Feuerman knew that the flipside of junk-food culture was a new awareness of ‘wellness’. Health, the World Health Organization decided in 1970, embraced a total package of “physical, mental, and social well being, not merely the absence of disease or infirmity”. A sound mind in a sound body, in other words. Feuerman’s swimmers and bathers feel good inside their own skin. Thirty years ago, showing healthy, intelligent women was a radical departure in contemporary art. Now, to a new generation of realistic sculptors, Feuerman looks like an old master.

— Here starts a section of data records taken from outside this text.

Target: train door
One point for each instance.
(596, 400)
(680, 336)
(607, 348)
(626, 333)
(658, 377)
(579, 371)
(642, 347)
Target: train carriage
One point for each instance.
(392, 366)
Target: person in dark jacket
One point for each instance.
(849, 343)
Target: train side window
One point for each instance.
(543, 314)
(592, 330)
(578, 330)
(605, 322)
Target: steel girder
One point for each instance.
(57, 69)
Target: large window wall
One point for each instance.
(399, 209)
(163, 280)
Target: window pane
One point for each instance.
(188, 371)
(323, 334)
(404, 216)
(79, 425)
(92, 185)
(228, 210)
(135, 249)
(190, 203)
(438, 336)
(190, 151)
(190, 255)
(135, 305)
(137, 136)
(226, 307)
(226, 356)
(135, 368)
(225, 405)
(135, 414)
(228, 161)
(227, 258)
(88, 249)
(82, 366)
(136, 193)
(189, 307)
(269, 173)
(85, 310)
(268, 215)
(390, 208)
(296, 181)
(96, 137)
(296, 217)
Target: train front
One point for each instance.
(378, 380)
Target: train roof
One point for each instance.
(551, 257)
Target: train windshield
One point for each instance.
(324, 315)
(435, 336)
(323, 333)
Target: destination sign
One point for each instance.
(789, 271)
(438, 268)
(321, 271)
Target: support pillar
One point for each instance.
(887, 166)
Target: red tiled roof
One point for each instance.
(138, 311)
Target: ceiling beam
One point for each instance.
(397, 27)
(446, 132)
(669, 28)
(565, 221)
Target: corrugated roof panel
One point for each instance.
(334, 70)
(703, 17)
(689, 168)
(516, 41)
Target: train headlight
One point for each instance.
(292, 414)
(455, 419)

“In Paradise” of 1984 represents a woman drying her hair. The piece is a late 20th-century vision of a classical Venus – Venus Anadyomene – that Venetian painters like Titian updated for the Renaissance. Instead of emerging from the sea, wringing her tresses with her hands, the contemporary woman steps out of her shower, her hair wrapped in a towel.
Until 2005, Feuerman respected the canon of super-realism, always making her sculptures life-sized, sometimes incorporating casts from the model. “Grande Catalina”, featured in BY THE SEA, was her first monumental piece, based on the life-sized “Catalina” of 1981 in the Boca Raton Museum of Art. Unfazed by the December rain and chill, the giant swimmer posed contentedly for thousands of snapshots taken by visitors going to and from the Biennale in the Fortezza da Basso in Florence.